The study is expected to include a comprehensive literature review of sleep-associated fatalities so that Westchester's fatalities can be compared with peer-reviewed published data.  The goal of the study is to generate culturally sensitive recommendations and educational materials for use in a pubic awareness campaign.


All materials created in conjunction with the co-sleeping education campaign will be available in both Spanish and English and will be widely distributed throughout the county.
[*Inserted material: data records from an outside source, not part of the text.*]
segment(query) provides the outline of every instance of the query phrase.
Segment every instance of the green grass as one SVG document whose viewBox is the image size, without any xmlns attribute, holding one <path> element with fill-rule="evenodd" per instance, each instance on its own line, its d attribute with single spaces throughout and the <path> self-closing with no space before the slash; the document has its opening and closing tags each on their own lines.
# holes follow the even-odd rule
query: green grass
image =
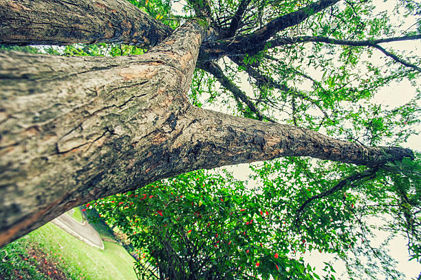
<svg viewBox="0 0 421 280">
<path fill-rule="evenodd" d="M 20 279 L 14 276 L 14 271 L 20 272 L 24 279 L 48 279 L 47 275 L 37 273 L 37 268 L 31 264 L 26 250 L 32 246 L 42 250 L 52 262 L 58 263 L 69 279 L 136 279 L 131 256 L 117 243 L 105 242 L 104 246 L 104 250 L 91 247 L 48 223 L 0 249 L 0 279 Z M 1 261 L 6 254 L 8 255 L 7 261 Z M 24 261 L 24 258 L 29 261 Z"/>
</svg>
The Westchester County CFRT was formed by the District Attorney and County Executive to thoroughly examine the fatality of any child less than 18 years old who was the subject of a report to the State Central Register of Abuse and Maltreatment or who at the time of death was residing in a foster care placement through the Westchester County Department of Social Services.  The team has elected to prepare the SSL § 20(5)(a) State Report which is then approved and issued by OCFS.


Although it did not apply in the subject case, effective December 14, 2006, the CFRT must now also examine the fatality of any child who dies while the Department of Social Services has an open child protective services or preventive services case involving the child or the child’s family. Additionally the Westchester County CFRT also considers the death of any child that is unexplained, undetermined or due to suspicious circumstances.


By law the CFRT includes representatives from the Westchester County District Attorney’s Office, the Westchester County Department of Social Services (Child Protective Services), the Westchester County Office of Medical Examiner, the Westchester County Attorney’s Office, the Westchester County Department of Health, the New York State Office of Children and Family Services, a forensic pediatrician, members of the police department(s) who handled the investigation of a specific case and emergency medical services. 


Our local CFRT also includes representatives of the Westchester County Mental Health Department and Victims Assistance Services.